Post-partum et plus si affinités

11 octobre 2017 § Poster un commentaire

Ça faisait un bail, mais j’ai été un peu occupée ces derniers temps. Du genre, je suis devenue maman, c’est trop génial et tout, et du coup j’ai plein d’anecdotes rigolotes à vous raconter.

Bon, déjà, comment on va l’appeler ? Non, je ne parle pas du bébé.

Posons le contexte. Vous vivez avec votre amoureux, vous décidez de faire un bébé, vous faites un bébé : la vie est douce et simple. Et là, horreur : vous découvrez que vous n’êtes pas mariée.

« Vous n’êtes pas immunisée contre la toxoplasmose ? C’est votre mari qui changera la litière du chat dans ce cas ! »
« Connaissez vous le groupe sanguin de votre mari ? »
« Pendant le travail, votre mari pourra soulager la douleur en vous massant le dos… »

Mais de qui me parlez-vous ?

« Votre conjoint », « le papa », il y a plein de façons de le désigner, alors pourquoi « votre mari », en 2017, à une époque où le mariage n’intéresse plus que les gays ?

J’ai eu parfois envie de rectifier en l’appelant « mon plan cul », mais ma bonne éducation légendaire a pris le dessus.
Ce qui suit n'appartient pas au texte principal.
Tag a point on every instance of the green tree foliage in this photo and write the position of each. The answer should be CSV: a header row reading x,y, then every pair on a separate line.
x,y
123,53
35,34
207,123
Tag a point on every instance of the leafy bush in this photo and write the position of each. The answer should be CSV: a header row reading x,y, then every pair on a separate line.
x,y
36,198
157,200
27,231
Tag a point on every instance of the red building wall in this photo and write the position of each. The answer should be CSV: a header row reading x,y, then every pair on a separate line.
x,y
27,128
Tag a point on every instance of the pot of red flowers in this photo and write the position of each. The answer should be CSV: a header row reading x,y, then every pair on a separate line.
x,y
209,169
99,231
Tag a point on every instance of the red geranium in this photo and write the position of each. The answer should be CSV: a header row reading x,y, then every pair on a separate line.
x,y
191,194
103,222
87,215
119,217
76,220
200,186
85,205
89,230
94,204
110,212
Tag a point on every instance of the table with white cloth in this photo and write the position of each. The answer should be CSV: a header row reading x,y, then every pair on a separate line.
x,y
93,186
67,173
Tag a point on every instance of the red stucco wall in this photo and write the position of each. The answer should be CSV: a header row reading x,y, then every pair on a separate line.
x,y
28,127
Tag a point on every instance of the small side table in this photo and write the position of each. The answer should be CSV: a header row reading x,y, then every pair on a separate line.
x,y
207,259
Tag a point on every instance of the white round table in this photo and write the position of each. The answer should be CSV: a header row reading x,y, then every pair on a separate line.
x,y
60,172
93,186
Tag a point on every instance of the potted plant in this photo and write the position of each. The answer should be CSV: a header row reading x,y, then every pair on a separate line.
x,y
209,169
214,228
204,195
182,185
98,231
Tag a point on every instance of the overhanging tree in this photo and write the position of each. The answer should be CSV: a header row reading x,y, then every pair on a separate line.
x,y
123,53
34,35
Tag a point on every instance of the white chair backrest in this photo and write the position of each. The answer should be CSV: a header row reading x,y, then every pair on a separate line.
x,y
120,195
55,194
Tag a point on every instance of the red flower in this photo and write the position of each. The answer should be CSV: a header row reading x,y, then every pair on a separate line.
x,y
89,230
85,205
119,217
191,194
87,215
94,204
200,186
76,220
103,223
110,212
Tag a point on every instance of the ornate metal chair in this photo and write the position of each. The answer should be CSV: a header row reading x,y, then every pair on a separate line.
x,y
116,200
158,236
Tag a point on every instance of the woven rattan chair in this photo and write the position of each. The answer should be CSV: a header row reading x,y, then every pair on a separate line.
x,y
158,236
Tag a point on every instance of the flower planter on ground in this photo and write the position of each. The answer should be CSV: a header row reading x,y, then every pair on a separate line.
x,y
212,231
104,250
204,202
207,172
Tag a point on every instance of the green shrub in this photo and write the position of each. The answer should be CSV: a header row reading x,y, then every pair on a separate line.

Pourtant, il est définitivement mon seul et unique plan cul depuis un bail.

Du coup, si ça ne vous dérange pas, dans cet article, on va l’appeler « mon PC ».

Et c’est parti pour les anecdotes.

Grossesse : ambiance pregnancy police

« Vous êtes mariés ? »
« C’était voulu ? »
« Tu devrais manger plus… »*
« Tu es sûre que tu es enceinte ? »

*Mon médecin m’a conseillé de me reposer, pas de me gaver !

Post-partum : ambiance mère indigne

« Tu la nourris, ta fille ? »
comprenez : « tu l’allaites ? »

« Est-ce que tu vas élever ton bébé? »
comprenez : « est-ce que tu prends un congé parental ? »

Reprise du boulot : ambiance c’est pas pareil pour le papa

« Tiens, salut, mais où est ton bébé ? »

Oh, je l’ai laissé devant la porte avec une pancarte « maman travaille », il y aura bien quelques passants pour lui jeter quelques boudoirs bio à la fleur d’oranger.

Vie sociale : ambiance théorie du genre

« Oh la petite princesse ! »
« Regarde comme elle minaude. »
« Tu habilles ta fille comme un garçon. »

J’ignorais que le style jean-body était particulièrement masculin.

Éclairage sur le concept de pregnancy police

La pregnancy police, ou PP, commence dès la grossesse, et continue pendant le post-partum (j’adore ce mot, il m’évoque cette douce période des nuits blanches, de la rééducation du périnée et des seins qui débordent de lait, pendant que mon PC est au boulot et que des ouvriers s’affairent dans la maison encore pleine de cartons de déménagement, ce qui est très pratique pour calmer des pleurs de bébé et allaiter en toute intimité.)

La PP continue pendant le post-partum, donc, et si j’ai bien compris, en fait, elle ne s’arrête jamais.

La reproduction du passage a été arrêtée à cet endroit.